Artificial intelligence is being used to create “hearing glasses” which use lip reading technology to help people with hearing loss.
The project, led by Heriot-Watt University and involving researchers from the University of Edinburgh, Napier University and the University of Stirling, aims to help those with hearing loss by filtering out background noise in real time, even in loud environments.
The device uses a small camera built into glasses to track the speaker’s lip movements, while a smartphone app uses 5G to send both audio and visual data to a powerful cloud server.
There, artificial intelligence isolates the speaker’s voice from surrounding noise and sends the cleaned-up sound back to the listener’s hearing aid or headphones almost instantly.
More than 1.2 million adults in the UK have hearing loss severe enough to make ordinary conversation difficult, according to the Royal National Institute for Deaf People, and the impact of hearing aids can be limited in noisy places.
Researchers hope to have a working version of the glasses by 2026.
They are speaking to hearing aid manufacturers about future partnerships and hope to reduce costs to make the devices more widely available.
Scientists have collected noise samples, from washing machines to traffic, to improve the system’s training.
Professor Mathini Sellathurai, who leads the project, said: “We’re not trying to reinvent hearing aids.
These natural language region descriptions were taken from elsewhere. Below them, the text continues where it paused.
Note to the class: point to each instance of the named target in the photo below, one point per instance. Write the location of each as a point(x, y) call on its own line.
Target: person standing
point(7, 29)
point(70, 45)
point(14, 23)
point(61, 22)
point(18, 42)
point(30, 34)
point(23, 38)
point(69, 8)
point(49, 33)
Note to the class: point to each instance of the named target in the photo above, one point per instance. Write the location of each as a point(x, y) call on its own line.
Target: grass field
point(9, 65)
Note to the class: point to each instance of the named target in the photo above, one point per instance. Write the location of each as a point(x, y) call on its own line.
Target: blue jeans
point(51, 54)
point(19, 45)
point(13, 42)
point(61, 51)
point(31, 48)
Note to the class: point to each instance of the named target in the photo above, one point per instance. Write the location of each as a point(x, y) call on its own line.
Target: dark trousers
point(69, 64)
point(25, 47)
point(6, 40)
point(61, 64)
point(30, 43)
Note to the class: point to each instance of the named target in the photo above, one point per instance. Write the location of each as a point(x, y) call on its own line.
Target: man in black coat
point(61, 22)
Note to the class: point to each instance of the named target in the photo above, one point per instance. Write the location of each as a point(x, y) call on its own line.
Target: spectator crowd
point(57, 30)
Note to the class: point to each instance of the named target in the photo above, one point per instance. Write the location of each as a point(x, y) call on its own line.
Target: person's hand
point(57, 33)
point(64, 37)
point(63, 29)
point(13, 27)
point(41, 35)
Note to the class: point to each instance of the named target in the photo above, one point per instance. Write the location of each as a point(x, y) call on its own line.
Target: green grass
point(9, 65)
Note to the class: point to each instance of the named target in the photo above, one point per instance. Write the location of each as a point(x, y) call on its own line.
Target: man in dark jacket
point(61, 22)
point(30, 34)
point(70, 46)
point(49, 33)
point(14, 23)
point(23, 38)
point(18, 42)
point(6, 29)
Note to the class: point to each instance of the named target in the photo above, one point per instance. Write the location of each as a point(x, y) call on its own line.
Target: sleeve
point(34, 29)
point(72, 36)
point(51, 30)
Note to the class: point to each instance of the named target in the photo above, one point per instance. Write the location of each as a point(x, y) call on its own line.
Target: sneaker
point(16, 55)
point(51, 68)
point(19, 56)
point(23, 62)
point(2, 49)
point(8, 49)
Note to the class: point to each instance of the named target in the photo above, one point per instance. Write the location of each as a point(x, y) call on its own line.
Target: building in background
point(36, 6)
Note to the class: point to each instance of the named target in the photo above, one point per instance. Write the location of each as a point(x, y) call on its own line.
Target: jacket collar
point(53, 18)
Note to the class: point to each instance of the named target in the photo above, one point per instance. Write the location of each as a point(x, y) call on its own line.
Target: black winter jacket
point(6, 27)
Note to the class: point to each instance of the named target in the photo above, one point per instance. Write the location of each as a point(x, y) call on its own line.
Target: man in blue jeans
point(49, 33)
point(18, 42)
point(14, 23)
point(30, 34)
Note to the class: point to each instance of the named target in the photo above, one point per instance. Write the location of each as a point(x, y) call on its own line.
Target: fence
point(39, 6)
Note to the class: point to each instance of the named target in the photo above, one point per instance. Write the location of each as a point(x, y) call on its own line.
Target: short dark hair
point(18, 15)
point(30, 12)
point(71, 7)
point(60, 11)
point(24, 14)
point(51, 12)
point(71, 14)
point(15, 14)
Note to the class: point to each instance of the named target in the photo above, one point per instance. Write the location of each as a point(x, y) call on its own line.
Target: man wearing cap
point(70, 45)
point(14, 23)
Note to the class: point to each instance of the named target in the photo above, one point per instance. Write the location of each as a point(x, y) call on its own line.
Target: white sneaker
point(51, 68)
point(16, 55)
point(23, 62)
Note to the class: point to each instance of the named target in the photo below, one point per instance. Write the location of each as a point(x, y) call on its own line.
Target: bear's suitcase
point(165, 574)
We’re trying to give them superpowers.
“You simply point the camera or look at the person you want to hear.
“Even if two people are talking at once, the AI uses visual cues to extract the voice of the person you’re looking at.”
This approach, known as audio-visual speech enhancement, takes advantage of the close link between lip movements and speech.
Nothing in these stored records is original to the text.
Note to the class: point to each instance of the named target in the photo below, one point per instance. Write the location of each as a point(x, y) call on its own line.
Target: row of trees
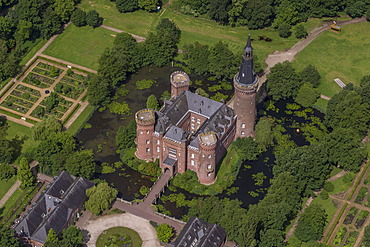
point(264, 13)
point(127, 56)
point(28, 20)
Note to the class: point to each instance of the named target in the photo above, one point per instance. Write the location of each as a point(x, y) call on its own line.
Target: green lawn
point(135, 238)
point(5, 185)
point(338, 56)
point(81, 45)
point(21, 131)
point(81, 120)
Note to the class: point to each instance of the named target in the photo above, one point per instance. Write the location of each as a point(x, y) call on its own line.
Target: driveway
point(146, 231)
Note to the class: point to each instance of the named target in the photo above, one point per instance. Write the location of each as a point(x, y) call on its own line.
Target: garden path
point(281, 56)
point(10, 192)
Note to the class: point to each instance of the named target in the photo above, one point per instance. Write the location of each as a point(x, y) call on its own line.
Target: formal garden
point(46, 88)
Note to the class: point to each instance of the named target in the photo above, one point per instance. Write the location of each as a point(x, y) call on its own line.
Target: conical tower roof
point(247, 76)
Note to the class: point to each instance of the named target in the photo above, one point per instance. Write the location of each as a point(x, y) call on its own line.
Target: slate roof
point(54, 208)
point(218, 116)
point(198, 233)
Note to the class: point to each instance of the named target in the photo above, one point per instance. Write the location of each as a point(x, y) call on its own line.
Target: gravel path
point(140, 225)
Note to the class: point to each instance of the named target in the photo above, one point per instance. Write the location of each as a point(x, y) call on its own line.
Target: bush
point(328, 186)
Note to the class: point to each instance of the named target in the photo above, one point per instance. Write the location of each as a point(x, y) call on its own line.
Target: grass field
point(193, 29)
point(81, 45)
point(81, 120)
point(5, 185)
point(135, 238)
point(338, 56)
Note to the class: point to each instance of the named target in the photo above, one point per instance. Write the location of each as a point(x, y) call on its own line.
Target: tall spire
point(246, 75)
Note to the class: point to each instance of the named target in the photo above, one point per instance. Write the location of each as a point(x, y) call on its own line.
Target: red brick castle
point(192, 132)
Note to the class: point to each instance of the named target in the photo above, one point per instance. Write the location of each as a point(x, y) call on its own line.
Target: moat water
point(101, 138)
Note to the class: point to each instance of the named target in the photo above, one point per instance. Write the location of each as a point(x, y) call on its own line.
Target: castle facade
point(192, 132)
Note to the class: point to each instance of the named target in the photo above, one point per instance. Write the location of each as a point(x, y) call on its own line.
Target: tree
point(25, 174)
point(347, 110)
point(152, 102)
point(148, 5)
point(64, 8)
point(167, 26)
point(311, 224)
point(218, 10)
point(6, 171)
point(357, 9)
point(307, 95)
point(164, 233)
point(78, 17)
point(300, 31)
point(81, 163)
point(196, 56)
point(51, 239)
point(222, 62)
point(93, 19)
point(247, 148)
point(124, 6)
point(7, 238)
point(345, 149)
point(45, 128)
point(284, 30)
point(283, 81)
point(100, 197)
point(311, 74)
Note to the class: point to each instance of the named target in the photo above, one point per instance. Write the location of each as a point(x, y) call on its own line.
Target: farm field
point(338, 56)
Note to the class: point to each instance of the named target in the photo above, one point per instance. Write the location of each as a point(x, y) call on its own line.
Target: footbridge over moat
point(146, 210)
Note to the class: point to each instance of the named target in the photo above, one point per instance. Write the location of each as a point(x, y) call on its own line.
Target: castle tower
point(207, 159)
point(245, 88)
point(179, 82)
point(145, 120)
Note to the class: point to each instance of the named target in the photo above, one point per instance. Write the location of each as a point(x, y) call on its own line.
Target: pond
point(101, 138)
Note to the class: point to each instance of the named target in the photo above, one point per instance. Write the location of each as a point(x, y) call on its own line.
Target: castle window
point(172, 152)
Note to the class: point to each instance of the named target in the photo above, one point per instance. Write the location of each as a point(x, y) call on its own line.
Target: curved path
point(146, 231)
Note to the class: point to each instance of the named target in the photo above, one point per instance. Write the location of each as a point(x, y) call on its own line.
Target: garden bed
point(350, 216)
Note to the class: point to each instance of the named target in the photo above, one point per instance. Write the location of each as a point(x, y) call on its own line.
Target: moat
point(104, 125)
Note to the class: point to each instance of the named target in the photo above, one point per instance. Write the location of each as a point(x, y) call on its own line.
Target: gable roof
point(198, 233)
point(54, 208)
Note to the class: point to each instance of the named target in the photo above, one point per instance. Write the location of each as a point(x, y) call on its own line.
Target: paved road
point(141, 226)
point(10, 192)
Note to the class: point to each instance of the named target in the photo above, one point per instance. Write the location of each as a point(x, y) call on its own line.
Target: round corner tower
point(179, 83)
point(245, 90)
point(207, 170)
point(145, 121)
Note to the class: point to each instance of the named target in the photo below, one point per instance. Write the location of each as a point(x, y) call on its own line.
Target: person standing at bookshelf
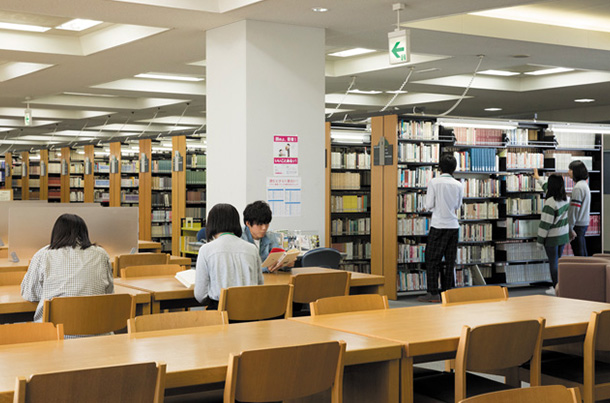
point(225, 260)
point(257, 216)
point(580, 207)
point(553, 231)
point(443, 198)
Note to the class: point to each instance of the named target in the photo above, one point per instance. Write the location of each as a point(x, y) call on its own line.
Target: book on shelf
point(186, 278)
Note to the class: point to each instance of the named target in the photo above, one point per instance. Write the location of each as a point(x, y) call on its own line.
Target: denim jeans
point(554, 253)
point(579, 244)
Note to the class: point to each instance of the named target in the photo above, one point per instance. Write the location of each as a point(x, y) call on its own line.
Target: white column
point(265, 79)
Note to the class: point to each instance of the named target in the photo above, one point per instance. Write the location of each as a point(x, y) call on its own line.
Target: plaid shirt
point(66, 272)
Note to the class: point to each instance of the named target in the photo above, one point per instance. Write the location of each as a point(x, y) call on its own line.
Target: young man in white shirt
point(443, 198)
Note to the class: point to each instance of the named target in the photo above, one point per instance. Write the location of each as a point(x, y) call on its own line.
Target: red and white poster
point(285, 155)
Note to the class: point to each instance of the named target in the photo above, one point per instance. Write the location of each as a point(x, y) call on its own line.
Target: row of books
point(413, 226)
point(348, 226)
point(350, 160)
point(349, 204)
point(475, 254)
point(474, 187)
point(477, 160)
point(408, 152)
point(521, 251)
point(195, 177)
point(478, 211)
point(418, 130)
point(521, 206)
point(354, 250)
point(478, 136)
point(346, 180)
point(521, 183)
point(416, 177)
point(478, 232)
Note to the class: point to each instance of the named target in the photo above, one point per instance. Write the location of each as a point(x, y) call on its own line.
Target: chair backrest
point(283, 373)
point(90, 315)
point(473, 294)
point(498, 346)
point(309, 287)
point(256, 302)
point(149, 271)
point(176, 320)
point(11, 277)
point(348, 303)
point(137, 383)
point(533, 394)
point(139, 259)
point(321, 257)
point(29, 332)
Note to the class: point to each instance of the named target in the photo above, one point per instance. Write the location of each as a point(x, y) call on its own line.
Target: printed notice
point(284, 196)
point(285, 155)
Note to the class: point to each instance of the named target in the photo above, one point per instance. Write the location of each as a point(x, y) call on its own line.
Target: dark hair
point(556, 188)
point(70, 230)
point(258, 212)
point(579, 170)
point(222, 217)
point(447, 164)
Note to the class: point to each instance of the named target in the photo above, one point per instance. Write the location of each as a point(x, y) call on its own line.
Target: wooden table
point(14, 308)
point(431, 332)
point(198, 356)
point(167, 292)
point(149, 246)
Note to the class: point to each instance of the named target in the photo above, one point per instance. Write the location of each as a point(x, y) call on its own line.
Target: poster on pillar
point(284, 196)
point(285, 155)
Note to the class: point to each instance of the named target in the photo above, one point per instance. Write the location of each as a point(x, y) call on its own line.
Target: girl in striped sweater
point(553, 231)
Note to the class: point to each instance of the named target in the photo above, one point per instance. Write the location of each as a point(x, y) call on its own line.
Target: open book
point(186, 277)
point(284, 257)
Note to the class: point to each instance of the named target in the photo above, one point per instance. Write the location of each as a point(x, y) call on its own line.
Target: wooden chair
point(11, 277)
point(138, 383)
point(150, 271)
point(30, 332)
point(309, 287)
point(534, 394)
point(90, 315)
point(256, 302)
point(139, 259)
point(488, 349)
point(176, 320)
point(473, 294)
point(348, 303)
point(283, 373)
point(590, 375)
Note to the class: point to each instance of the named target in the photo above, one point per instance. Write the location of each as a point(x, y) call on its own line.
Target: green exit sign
point(399, 47)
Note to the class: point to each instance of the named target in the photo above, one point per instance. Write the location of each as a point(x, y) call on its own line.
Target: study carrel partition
point(113, 228)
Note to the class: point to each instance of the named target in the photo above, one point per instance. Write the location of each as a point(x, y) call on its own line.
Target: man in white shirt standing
point(444, 198)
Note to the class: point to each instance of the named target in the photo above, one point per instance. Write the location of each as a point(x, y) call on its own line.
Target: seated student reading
point(257, 217)
point(225, 260)
point(70, 266)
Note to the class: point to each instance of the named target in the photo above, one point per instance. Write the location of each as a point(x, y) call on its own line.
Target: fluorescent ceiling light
point(156, 76)
point(78, 24)
point(372, 92)
point(549, 71)
point(23, 27)
point(352, 52)
point(503, 73)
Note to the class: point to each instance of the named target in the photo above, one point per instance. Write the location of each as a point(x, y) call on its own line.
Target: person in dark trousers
point(444, 198)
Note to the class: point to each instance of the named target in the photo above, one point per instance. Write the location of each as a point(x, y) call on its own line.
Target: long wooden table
point(14, 308)
point(167, 292)
point(430, 333)
point(198, 356)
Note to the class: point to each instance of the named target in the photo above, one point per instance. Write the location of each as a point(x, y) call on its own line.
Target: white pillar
point(265, 79)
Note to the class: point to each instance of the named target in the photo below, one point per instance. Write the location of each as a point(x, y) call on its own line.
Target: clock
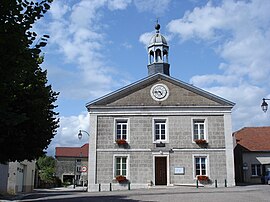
point(159, 92)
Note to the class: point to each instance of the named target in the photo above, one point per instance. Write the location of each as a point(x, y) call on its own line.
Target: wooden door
point(160, 171)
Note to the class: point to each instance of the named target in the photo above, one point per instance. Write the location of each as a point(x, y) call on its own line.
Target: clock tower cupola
point(158, 51)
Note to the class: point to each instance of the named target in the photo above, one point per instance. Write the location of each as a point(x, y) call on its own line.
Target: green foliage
point(46, 166)
point(27, 118)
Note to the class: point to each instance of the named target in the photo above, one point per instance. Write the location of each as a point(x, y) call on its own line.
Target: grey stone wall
point(179, 96)
point(66, 166)
point(4, 177)
point(141, 137)
point(141, 166)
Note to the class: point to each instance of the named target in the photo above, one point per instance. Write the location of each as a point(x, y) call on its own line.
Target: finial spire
point(157, 27)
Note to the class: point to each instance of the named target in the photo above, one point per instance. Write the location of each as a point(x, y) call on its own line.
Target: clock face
point(159, 92)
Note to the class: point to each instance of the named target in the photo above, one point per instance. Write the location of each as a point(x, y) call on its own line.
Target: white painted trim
point(157, 110)
point(128, 160)
point(199, 118)
point(161, 154)
point(166, 129)
point(207, 163)
point(124, 150)
point(150, 150)
point(92, 155)
point(201, 149)
point(128, 126)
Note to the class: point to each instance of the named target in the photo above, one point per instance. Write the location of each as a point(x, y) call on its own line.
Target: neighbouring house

Some noise-cancelling technologies already exist, but struggle with overlapping voices or complex background sounds — something this system aims to overcome.
By shifting the heavy processing work to cloud servers — some as far away as Stockholm — the researchers can apply powerful deep-learning algorithms without overloading the small, wearable device.
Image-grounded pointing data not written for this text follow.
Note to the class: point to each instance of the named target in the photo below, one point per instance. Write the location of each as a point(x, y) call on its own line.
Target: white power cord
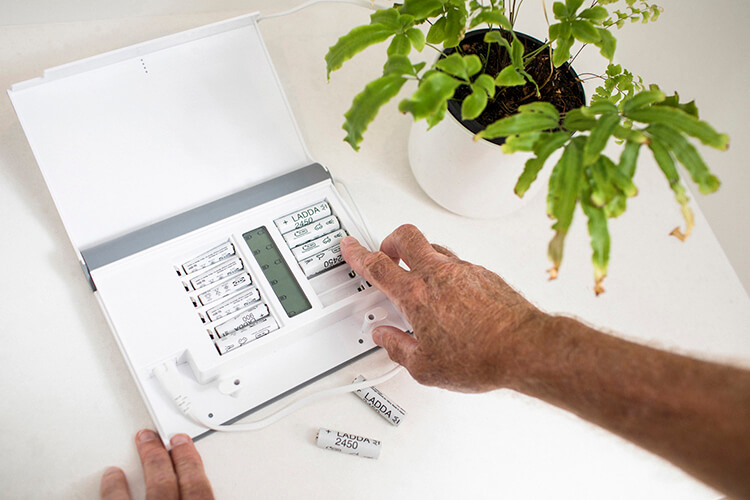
point(172, 382)
point(369, 4)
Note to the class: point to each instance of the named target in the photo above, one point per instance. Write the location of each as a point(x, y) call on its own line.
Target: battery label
point(303, 217)
point(322, 262)
point(386, 408)
point(242, 320)
point(225, 288)
point(239, 302)
point(259, 329)
point(318, 245)
point(310, 232)
point(219, 273)
point(209, 258)
point(350, 444)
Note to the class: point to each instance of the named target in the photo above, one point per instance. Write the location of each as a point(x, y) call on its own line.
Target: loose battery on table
point(241, 301)
point(303, 217)
point(225, 288)
point(350, 444)
point(218, 273)
point(257, 330)
point(310, 232)
point(209, 257)
point(378, 401)
point(322, 261)
point(318, 245)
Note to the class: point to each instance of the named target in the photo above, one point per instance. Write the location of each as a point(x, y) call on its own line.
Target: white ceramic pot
point(474, 179)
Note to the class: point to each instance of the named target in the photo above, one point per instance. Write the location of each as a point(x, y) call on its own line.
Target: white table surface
point(69, 408)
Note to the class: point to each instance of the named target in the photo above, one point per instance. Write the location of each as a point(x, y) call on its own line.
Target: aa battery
point(318, 245)
point(242, 320)
point(386, 408)
point(259, 329)
point(348, 443)
point(225, 288)
point(209, 258)
point(237, 303)
point(311, 231)
point(322, 262)
point(303, 217)
point(220, 272)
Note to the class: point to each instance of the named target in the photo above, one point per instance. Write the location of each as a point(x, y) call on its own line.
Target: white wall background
point(726, 21)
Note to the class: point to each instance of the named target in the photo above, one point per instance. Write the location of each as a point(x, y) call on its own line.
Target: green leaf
point(543, 147)
point(400, 45)
point(607, 45)
point(416, 37)
point(434, 91)
point(486, 82)
point(542, 107)
point(367, 104)
point(599, 137)
point(437, 116)
point(687, 155)
point(517, 124)
point(585, 31)
point(354, 42)
point(521, 142)
point(436, 33)
point(575, 120)
point(398, 65)
point(473, 64)
point(666, 164)
point(682, 121)
point(493, 17)
point(629, 159)
point(642, 100)
point(421, 9)
point(630, 135)
point(509, 77)
point(454, 65)
point(564, 188)
point(474, 104)
point(602, 187)
point(573, 6)
point(600, 108)
point(560, 10)
point(561, 54)
point(600, 242)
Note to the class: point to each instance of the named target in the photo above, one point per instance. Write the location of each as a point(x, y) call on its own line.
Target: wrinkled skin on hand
point(469, 326)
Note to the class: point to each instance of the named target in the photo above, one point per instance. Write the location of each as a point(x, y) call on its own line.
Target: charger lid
point(134, 136)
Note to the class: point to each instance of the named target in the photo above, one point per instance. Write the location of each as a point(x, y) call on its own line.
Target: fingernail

The technology is still in the prototype stage but researchers have tested the technology with people who use hearing aids and said early results are promising.
Prof Sellathurai said: “There’s a slight delay, since the sound travels to Sweden and back, but with 5G, it’s fast enough to feel instant.
“One of the most exciting parts is how general the technology could be.
“It’s aimed to support people who use hearing aids and who have severe visual impairments, but it could help anyone working in noisy places, from oil rigs to hospital wards.
“There are only a few big companies that make hearing aids, and they have limited support in noisy environments.
“We want to break that barrier and help more people, especially children and older adults, access affordable, AI-driven hearing support.”
The project is funded by the Engineering and Physical Sciences Research Council (EPSRC).